Conversar
Ya no intervengo casi nada en discusiones políticas con mis amigos progresistas. Un poco más con los conservadores. A los nazis y a los fascistas de verdad no los conozco


Leo un titular en el periódico asegurando que la compañía alarga la vida. Un estudio afirma que la gente mayor que recibe visitas de familiares y amigos tiene un 39% menos de probabilidades de morir. Quiero imaginar que los viejos solitarios se apuntan con fervor a estar frecuentemente acompañados. O no, que tampoco tienen un desmedido interés en seguir tirando gracias a la comunicación con los demás.
Observo la campaña publicitaria de una emisora de radio. Se titula “El poder de la conversación” y enmarca la fotografía jovial de una anciana blanca y un joven negro sonriendo y hablando junto al lema “Todo cambia cuando conversamos”. Tengo mis dudas. Habiendo sido un charlatán incontinente, cada vez me instalo más en aquella certidumbre de Antonio Machado: “Converso con el hombre que siempre va conmigo”. Y en ocasiones es un aburrimiento ya que nos repetimos o tenemos poco que decirnos.
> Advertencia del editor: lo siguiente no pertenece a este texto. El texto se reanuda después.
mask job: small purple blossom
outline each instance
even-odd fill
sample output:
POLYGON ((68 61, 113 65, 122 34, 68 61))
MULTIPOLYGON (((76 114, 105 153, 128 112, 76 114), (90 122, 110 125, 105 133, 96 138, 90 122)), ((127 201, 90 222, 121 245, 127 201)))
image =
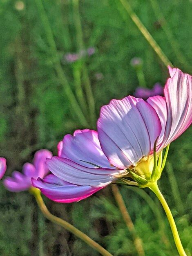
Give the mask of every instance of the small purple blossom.
POLYGON ((33 164, 26 163, 22 173, 15 171, 11 177, 7 177, 4 180, 5 187, 11 192, 27 190, 32 186, 31 178, 44 178, 49 171, 45 164, 46 158, 51 158, 52 154, 47 149, 41 149, 35 154, 33 164))
POLYGON ((86 56, 91 56, 95 52, 95 48, 94 47, 90 47, 87 49, 81 50, 79 53, 67 53, 63 56, 64 62, 72 63, 80 59, 81 58, 86 56))
POLYGON ((163 96, 163 88, 159 83, 156 83, 152 89, 138 87, 135 90, 134 96, 136 98, 147 99, 150 97, 156 95, 163 96))

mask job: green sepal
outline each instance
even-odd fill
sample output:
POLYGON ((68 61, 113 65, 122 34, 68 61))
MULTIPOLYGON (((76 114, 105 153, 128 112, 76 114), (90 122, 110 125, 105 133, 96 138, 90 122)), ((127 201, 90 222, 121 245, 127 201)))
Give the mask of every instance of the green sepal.
POLYGON ((165 155, 164 155, 163 160, 163 164, 161 166, 161 168, 160 175, 161 173, 162 172, 162 171, 164 169, 165 165, 166 160, 167 160, 167 155, 168 155, 168 152, 169 152, 169 149, 170 148, 170 144, 169 144, 168 145, 167 145, 167 147, 166 148, 165 153, 165 155))
POLYGON ((154 165, 153 166, 153 171, 151 176, 151 180, 152 182, 156 181, 159 176, 159 168, 157 168, 157 159, 156 153, 156 146, 158 139, 159 136, 156 139, 153 146, 153 158, 154 159, 154 165))
POLYGON ((138 183, 135 181, 127 180, 127 179, 125 179, 125 178, 120 178, 119 180, 120 180, 122 182, 121 182, 121 184, 125 184, 125 183, 127 185, 130 185, 131 186, 138 186, 138 183))
POLYGON ((149 182, 148 180, 147 180, 144 178, 141 177, 141 176, 139 176, 134 173, 131 170, 129 170, 129 171, 130 174, 131 174, 132 178, 135 180, 136 182, 138 183, 138 185, 145 185, 149 182))

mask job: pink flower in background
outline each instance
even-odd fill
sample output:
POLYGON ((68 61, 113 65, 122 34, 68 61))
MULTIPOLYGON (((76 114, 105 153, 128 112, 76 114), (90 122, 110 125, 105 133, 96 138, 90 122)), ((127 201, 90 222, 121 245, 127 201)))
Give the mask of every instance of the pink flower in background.
POLYGON ((0 157, 0 179, 4 175, 6 169, 6 159, 4 157, 0 157))
POLYGON ((134 96, 136 98, 141 98, 144 99, 156 95, 163 95, 163 88, 159 83, 155 83, 152 89, 138 87, 134 93, 134 96))
POLYGON ((91 56, 95 52, 95 48, 90 47, 86 50, 81 50, 79 53, 67 53, 63 56, 63 62, 68 62, 72 63, 75 62, 81 58, 85 57, 86 56, 91 56))
POLYGON ((51 158, 51 152, 46 149, 41 149, 35 154, 33 164, 26 163, 23 167, 22 173, 14 171, 12 177, 7 177, 4 180, 6 188, 12 192, 27 190, 32 186, 31 177, 43 178, 49 172, 45 164, 46 158, 51 158))
POLYGON ((192 122, 192 77, 169 69, 165 97, 111 101, 101 108, 98 132, 77 130, 73 136, 65 136, 58 145, 58 156, 47 160, 53 174, 42 180, 33 179, 33 186, 50 199, 67 203, 89 196, 127 175, 128 168, 148 177, 145 175, 151 175, 157 138, 158 153, 192 122), (146 166, 147 172, 140 173, 146 166))

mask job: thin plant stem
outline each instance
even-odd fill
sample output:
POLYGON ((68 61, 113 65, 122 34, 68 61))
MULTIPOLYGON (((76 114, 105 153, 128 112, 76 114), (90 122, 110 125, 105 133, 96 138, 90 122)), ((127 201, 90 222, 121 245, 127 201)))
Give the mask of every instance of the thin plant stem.
MULTIPOLYGON (((73 7, 74 11, 74 24, 76 31, 77 46, 79 51, 85 50, 83 42, 83 30, 81 25, 78 0, 73 0, 73 7)), ((87 101, 89 110, 91 121, 93 125, 95 125, 96 119, 95 101, 93 97, 92 88, 89 78, 87 67, 83 58, 82 59, 83 79, 85 84, 85 89, 87 96, 87 101)))
POLYGON ((157 183, 156 182, 152 182, 149 185, 147 185, 147 187, 152 190, 157 196, 163 207, 167 217, 168 220, 169 220, 175 245, 176 245, 179 255, 180 256, 187 256, 181 244, 176 225, 171 211, 163 196, 159 190, 157 183))
POLYGON ((159 21, 160 25, 166 35, 178 61, 185 66, 190 66, 189 64, 188 63, 187 61, 180 51, 179 45, 174 38, 169 24, 161 10, 158 1, 156 0, 150 0, 150 1, 155 15, 159 21))
POLYGON ((142 23, 138 16, 134 11, 128 2, 126 0, 119 0, 119 1, 126 10, 132 20, 137 27, 140 32, 143 34, 145 38, 157 54, 164 64, 166 67, 169 65, 172 67, 173 65, 171 62, 142 23))
POLYGON ((176 178, 174 175, 173 168, 171 163, 167 161, 166 163, 166 170, 168 174, 168 177, 171 185, 171 190, 172 192, 173 198, 178 211, 181 214, 183 214, 183 205, 179 193, 176 178))
POLYGON ((161 234, 163 241, 168 249, 171 249, 171 245, 165 233, 165 227, 164 223, 164 220, 159 209, 159 206, 157 207, 156 204, 152 198, 144 190, 141 189, 139 188, 131 186, 126 186, 125 187, 127 189, 137 193, 137 194, 143 198, 148 204, 149 206, 151 208, 152 211, 157 218, 160 230, 159 233, 161 234))
POLYGON ((116 184, 113 184, 112 187, 112 191, 119 210, 121 213, 122 217, 123 218, 129 231, 133 236, 134 244, 138 255, 140 256, 144 256, 145 255, 145 254, 143 247, 142 241, 136 234, 135 227, 132 222, 131 217, 127 209, 125 202, 118 189, 118 187, 116 184))
POLYGON ((107 252, 100 245, 94 241, 90 237, 84 233, 79 230, 75 227, 65 221, 52 214, 48 210, 41 197, 40 191, 38 189, 31 187, 29 192, 35 197, 37 203, 44 216, 52 222, 63 227, 66 229, 82 239, 89 245, 97 251, 102 255, 112 256, 112 254, 107 252))
POLYGON ((73 74, 74 83, 75 86, 76 96, 84 114, 87 115, 87 102, 83 95, 83 92, 81 87, 80 69, 74 63, 73 65, 73 74))
POLYGON ((65 95, 67 97, 71 103, 71 107, 76 114, 81 125, 86 126, 88 125, 87 120, 71 89, 61 67, 53 32, 42 1, 42 0, 36 0, 36 3, 42 25, 46 35, 52 57, 54 58, 54 67, 60 83, 63 85, 65 95))

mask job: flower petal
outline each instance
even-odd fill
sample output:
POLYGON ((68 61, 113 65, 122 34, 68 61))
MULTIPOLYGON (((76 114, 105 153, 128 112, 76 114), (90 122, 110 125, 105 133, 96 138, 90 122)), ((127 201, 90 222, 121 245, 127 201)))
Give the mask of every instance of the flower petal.
POLYGON ((157 148, 161 145, 163 139, 167 122, 167 105, 165 97, 154 96, 149 98, 147 102, 153 107, 159 117, 161 125, 161 131, 157 144, 157 148))
POLYGON ((36 174, 35 176, 33 176, 33 177, 43 178, 47 174, 49 171, 45 164, 46 158, 51 158, 52 156, 52 153, 47 149, 40 149, 36 153, 33 163, 36 169, 36 174))
POLYGON ((30 177, 35 177, 36 170, 35 166, 32 164, 25 163, 22 168, 22 172, 26 176, 30 177))
POLYGON ((106 186, 116 179, 114 175, 125 171, 125 170, 86 167, 59 157, 47 159, 47 163, 51 173, 63 180, 74 184, 96 187, 106 186))
POLYGON ((192 76, 178 69, 169 67, 169 70, 171 78, 164 89, 167 112, 162 147, 181 135, 192 121, 192 76))
POLYGON ((97 127, 104 153, 111 164, 122 168, 136 165, 149 155, 161 129, 154 109, 131 96, 103 107, 97 127))
POLYGON ((47 175, 43 180, 32 178, 32 182, 33 186, 40 189, 48 198, 60 203, 79 201, 105 187, 78 186, 64 182, 53 174, 47 175))
POLYGON ((6 169, 6 159, 4 157, 0 157, 0 179, 4 175, 6 169))
POLYGON ((7 177, 3 181, 6 188, 11 192, 20 192, 27 190, 32 186, 31 178, 26 177, 18 171, 15 171, 12 177, 7 177))
POLYGON ((66 135, 63 141, 59 143, 59 156, 70 159, 86 167, 95 168, 89 162, 102 167, 112 168, 110 163, 100 147, 97 132, 85 129, 78 130, 73 136, 66 135))

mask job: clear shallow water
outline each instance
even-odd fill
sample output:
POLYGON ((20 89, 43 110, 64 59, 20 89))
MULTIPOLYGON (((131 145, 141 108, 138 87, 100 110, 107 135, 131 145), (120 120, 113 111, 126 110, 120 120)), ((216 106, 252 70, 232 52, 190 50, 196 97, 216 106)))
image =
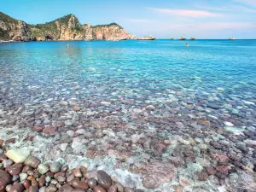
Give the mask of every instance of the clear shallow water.
MULTIPOLYGON (((209 166, 222 183, 231 171, 222 172, 215 153, 229 154, 232 172, 253 170, 256 40, 188 42, 0 44, 0 127, 15 127, 26 144, 34 139, 44 160, 113 155, 107 166, 90 162, 159 184, 198 182, 209 166), (44 140, 17 127, 43 131, 44 140)), ((205 189, 216 191, 211 183, 205 189)))
MULTIPOLYGON (((256 41, 38 42, 1 44, 1 76, 30 86, 72 80, 102 89, 256 91, 256 41), (109 85, 111 87, 109 87, 109 85)), ((18 83, 18 82, 17 82, 18 83)), ((71 82, 72 83, 72 82, 71 82)), ((68 89, 68 87, 66 87, 68 89)), ((72 94, 72 93, 71 93, 72 94)))

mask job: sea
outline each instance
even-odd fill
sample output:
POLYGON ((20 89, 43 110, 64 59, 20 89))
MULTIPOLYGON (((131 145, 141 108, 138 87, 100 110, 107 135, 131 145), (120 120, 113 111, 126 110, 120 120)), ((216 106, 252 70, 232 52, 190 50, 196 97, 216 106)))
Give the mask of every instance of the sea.
MULTIPOLYGON (((2 43, 0 127, 15 148, 87 160, 134 188, 143 175, 160 191, 202 183, 197 172, 224 164, 214 153, 255 171, 256 40, 2 43)), ((233 171, 208 176, 225 186, 233 171)))

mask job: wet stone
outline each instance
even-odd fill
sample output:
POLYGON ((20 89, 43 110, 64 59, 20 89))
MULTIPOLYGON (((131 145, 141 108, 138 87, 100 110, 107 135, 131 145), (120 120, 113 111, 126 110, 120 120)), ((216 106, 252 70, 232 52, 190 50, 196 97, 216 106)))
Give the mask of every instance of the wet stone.
POLYGON ((8 172, 0 170, 0 191, 3 190, 10 183, 11 176, 8 172))
POLYGON ((87 181, 87 183, 90 189, 94 189, 97 185, 97 181, 95 178, 90 178, 87 181))
POLYGON ((40 163, 41 161, 37 157, 34 156, 28 157, 24 162, 26 166, 31 166, 32 168, 38 168, 40 163))
POLYGON ((55 192, 58 190, 58 188, 56 188, 55 185, 53 184, 49 184, 46 189, 45 189, 45 192, 55 192))
POLYGON ((107 192, 107 190, 101 186, 96 186, 93 189, 93 192, 107 192))
POLYGON ((60 192, 72 192, 73 189, 69 184, 64 184, 59 189, 60 192))
POLYGON ((23 168, 22 163, 15 163, 10 166, 10 168, 9 169, 9 173, 11 174, 12 176, 19 175, 21 172, 22 168, 23 168))
POLYGON ((59 162, 54 162, 52 164, 50 164, 49 166, 49 170, 51 172, 55 173, 55 172, 59 172, 61 169, 61 164, 59 162))
POLYGON ((143 179, 143 187, 147 189, 155 189, 158 187, 156 180, 150 176, 146 176, 143 179))

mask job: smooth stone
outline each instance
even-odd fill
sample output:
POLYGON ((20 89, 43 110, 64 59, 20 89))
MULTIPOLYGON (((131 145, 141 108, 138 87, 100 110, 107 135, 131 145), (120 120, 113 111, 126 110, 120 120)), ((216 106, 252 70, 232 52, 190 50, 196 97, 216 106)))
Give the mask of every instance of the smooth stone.
POLYGON ((97 186, 97 181, 96 181, 95 178, 90 178, 90 179, 88 179, 87 183, 88 183, 89 187, 90 187, 90 189, 93 189, 96 186, 97 186))
POLYGON ((71 183, 70 184, 73 188, 79 188, 79 189, 85 189, 85 190, 87 190, 89 189, 89 185, 85 182, 73 179, 70 183, 71 183))
POLYGON ((9 191, 10 192, 23 192, 24 186, 21 183, 16 183, 11 187, 9 191))
POLYGON ((143 187, 147 189, 155 189, 158 187, 156 180, 150 176, 146 176, 143 179, 143 187))
POLYGON ((107 192, 107 190, 101 186, 96 186, 93 189, 93 192, 107 192))
POLYGON ((58 190, 58 188, 56 188, 55 185, 53 184, 49 184, 46 189, 45 189, 45 192, 55 192, 58 190))
POLYGON ((50 182, 50 180, 51 180, 51 177, 50 177, 49 176, 47 176, 47 177, 45 177, 45 181, 46 181, 46 182, 50 182))
POLYGON ((9 150, 6 153, 6 156, 12 160, 15 163, 24 163, 26 158, 29 156, 30 151, 25 148, 17 150, 9 150))
POLYGON ((39 164, 38 171, 42 175, 44 175, 49 172, 49 168, 45 164, 39 164))
POLYGON ((7 166, 13 165, 14 161, 12 160, 3 160, 3 167, 6 168, 7 166))
POLYGON ((59 192, 72 192, 73 189, 69 184, 64 184, 59 189, 59 192))
POLYGON ((61 172, 62 165, 59 162, 54 162, 49 166, 49 171, 53 173, 61 172))
POLYGON ((40 163, 41 160, 39 160, 37 157, 34 156, 28 157, 24 162, 26 166, 31 166, 34 169, 38 168, 40 163))
POLYGON ((50 181, 50 183, 55 185, 55 184, 58 183, 58 181, 57 181, 56 179, 52 179, 52 180, 50 181))
POLYGON ((66 172, 68 170, 68 166, 67 165, 65 165, 61 167, 61 172, 66 172))
MULTIPOLYGON (((12 186, 13 186, 13 185, 11 185, 11 184, 7 185, 7 186, 5 187, 5 190, 6 190, 7 192, 10 191, 10 189, 12 188, 12 186)), ((2 192, 1 187, 3 187, 3 186, 0 185, 0 191, 2 192)))
POLYGON ((29 187, 31 186, 31 181, 30 180, 25 180, 24 182, 23 182, 23 185, 24 185, 24 187, 25 187, 25 189, 29 189, 29 187))
POLYGON ((28 189, 28 192, 38 192, 38 186, 30 186, 28 189))
POLYGON ((58 176, 58 177, 57 177, 58 182, 61 182, 61 183, 65 182, 66 179, 67 179, 66 177, 62 177, 62 176, 58 176))
POLYGON ((27 178, 27 174, 25 172, 20 173, 20 181, 25 181, 27 178))
POLYGON ((135 191, 131 188, 125 188, 124 192, 135 192, 135 191))
POLYGON ((74 177, 83 177, 83 174, 81 172, 81 170, 80 169, 75 169, 73 171, 73 174, 74 175, 74 177))
POLYGON ((110 188, 108 189, 108 192, 118 192, 117 186, 111 185, 110 188))
POLYGON ((12 178, 12 181, 17 181, 19 178, 20 178, 19 175, 14 175, 13 178, 12 178))
POLYGON ((39 189, 39 191, 38 191, 38 192, 45 192, 45 189, 46 189, 46 187, 45 187, 45 186, 41 187, 41 188, 39 189))
POLYGON ((22 163, 15 163, 9 167, 8 172, 12 176, 19 175, 22 172, 22 168, 23 168, 22 163))
POLYGON ((0 191, 3 191, 8 184, 11 183, 11 176, 8 172, 0 170, 0 191))
POLYGON ((109 175, 100 170, 97 172, 98 183, 104 189, 108 189, 112 185, 112 180, 109 175))

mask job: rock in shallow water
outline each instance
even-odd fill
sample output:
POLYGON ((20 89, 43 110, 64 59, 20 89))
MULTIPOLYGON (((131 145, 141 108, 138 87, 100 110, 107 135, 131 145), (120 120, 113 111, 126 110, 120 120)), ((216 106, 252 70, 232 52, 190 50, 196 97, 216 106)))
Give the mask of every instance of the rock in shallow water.
POLYGON ((0 192, 3 192, 5 187, 11 183, 11 176, 3 171, 0 170, 0 192))
POLYGON ((93 192, 107 192, 107 190, 101 186, 96 186, 95 189, 93 189, 93 192))
POLYGON ((9 150, 6 153, 6 156, 12 160, 15 163, 23 163, 26 159, 29 156, 29 150, 26 149, 17 149, 17 150, 9 150))
POLYGON ((41 161, 37 157, 30 156, 25 160, 24 164, 35 169, 38 168, 40 163, 41 161))
POLYGON ((143 180, 143 184, 144 188, 147 189, 155 189, 158 187, 158 183, 154 178, 150 176, 146 176, 143 180))
POLYGON ((97 177, 98 177, 99 184, 102 188, 108 189, 112 184, 112 180, 110 176, 108 175, 105 172, 100 170, 97 172, 97 177))
POLYGON ((48 172, 49 168, 45 164, 39 164, 38 166, 38 171, 41 174, 45 174, 46 172, 48 172))
POLYGON ((49 170, 51 172, 55 173, 55 172, 59 172, 61 169, 61 164, 59 162, 54 162, 52 164, 50 164, 49 166, 49 170))

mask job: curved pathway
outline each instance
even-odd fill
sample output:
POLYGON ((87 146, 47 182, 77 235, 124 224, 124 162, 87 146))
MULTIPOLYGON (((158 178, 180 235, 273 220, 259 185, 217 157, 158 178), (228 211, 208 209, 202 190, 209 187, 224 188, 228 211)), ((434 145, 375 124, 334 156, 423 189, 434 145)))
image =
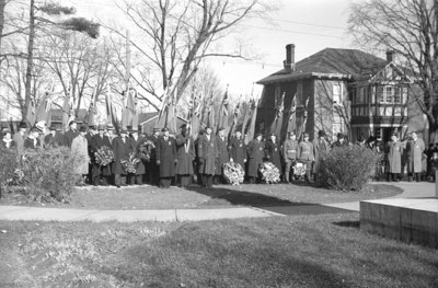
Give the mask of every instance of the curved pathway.
MULTIPOLYGON (((435 197, 435 184, 399 182, 391 183, 404 192, 391 198, 435 197)), ((168 210, 83 210, 41 208, 24 206, 0 206, 0 220, 24 221, 199 221, 235 218, 256 218, 285 215, 316 215, 359 211, 359 201, 341 204, 295 205, 286 207, 237 207, 217 209, 168 209, 168 210)))

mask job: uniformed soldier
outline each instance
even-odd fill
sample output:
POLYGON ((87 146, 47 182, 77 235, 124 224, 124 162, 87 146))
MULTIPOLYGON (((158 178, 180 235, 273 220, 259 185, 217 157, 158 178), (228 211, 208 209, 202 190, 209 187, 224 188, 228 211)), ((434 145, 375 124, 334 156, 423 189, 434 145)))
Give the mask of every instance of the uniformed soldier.
POLYGON ((283 158, 285 159, 285 182, 290 183, 291 166, 298 159, 298 141, 295 133, 289 133, 289 138, 283 145, 283 158))
POLYGON ((216 158, 218 148, 215 136, 211 135, 211 127, 206 127, 205 135, 198 140, 198 162, 199 173, 203 177, 203 186, 210 188, 212 186, 212 176, 216 170, 216 158))
POLYGON ((226 138, 226 129, 220 127, 216 137, 216 143, 218 149, 218 157, 216 158, 216 170, 214 184, 224 183, 222 180, 222 164, 230 161, 230 154, 228 152, 228 143, 226 138))
POLYGON ((160 187, 169 188, 175 176, 176 145, 169 135, 169 128, 164 127, 162 133, 157 141, 157 165, 160 166, 160 187))
POLYGON ((247 146, 247 176, 252 184, 258 177, 258 166, 263 163, 264 154, 265 143, 262 141, 262 134, 257 133, 247 146))
POLYGON ((267 161, 278 169, 281 174, 281 151, 280 146, 277 142, 277 136, 275 134, 269 135, 269 139, 265 143, 265 158, 267 161))
POLYGON ((176 176, 181 187, 192 184, 193 160, 195 159, 195 148, 193 137, 186 124, 181 125, 181 134, 176 136, 176 176))
POLYGON ((306 163, 306 181, 310 182, 314 161, 313 145, 309 141, 309 134, 304 133, 302 139, 299 143, 298 158, 306 163))

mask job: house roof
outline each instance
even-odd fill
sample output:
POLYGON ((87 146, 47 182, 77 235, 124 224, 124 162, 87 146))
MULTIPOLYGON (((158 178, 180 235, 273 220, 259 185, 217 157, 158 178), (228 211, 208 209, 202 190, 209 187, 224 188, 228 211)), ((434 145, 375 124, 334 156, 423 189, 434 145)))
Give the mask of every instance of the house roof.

Mejor los sonidos del silencio.
Y por supuesto ya no intervengo casi nada en discusiones políticas con mis amigos progresistas. Un poco más con los conservadores. A los nazis y a los fascistas de verdad no los conozco. Entre los primeros, los más inteligentes y honrados se sienten muy incómodos ante lo que está ocurriendo, pero poseen un argumento infalible para explicar su solidaridad con un partido en las urnas: “Se trata de elegir entre lo malo y lo peor”. Parece ser que en el gran circo han ganado la batalla gente con inequívoco aroma curil, algo que me inspira grima desde la niñez. Junqueras sería un cardenal, Puigdemont, un obispo y Aragonès, jefe de monaguillos. Mi febril imaginación tampoco tiene dudas al colocarles una sotana o un clériman a Bolaños y Albares, dos señores que al parecer son ministros.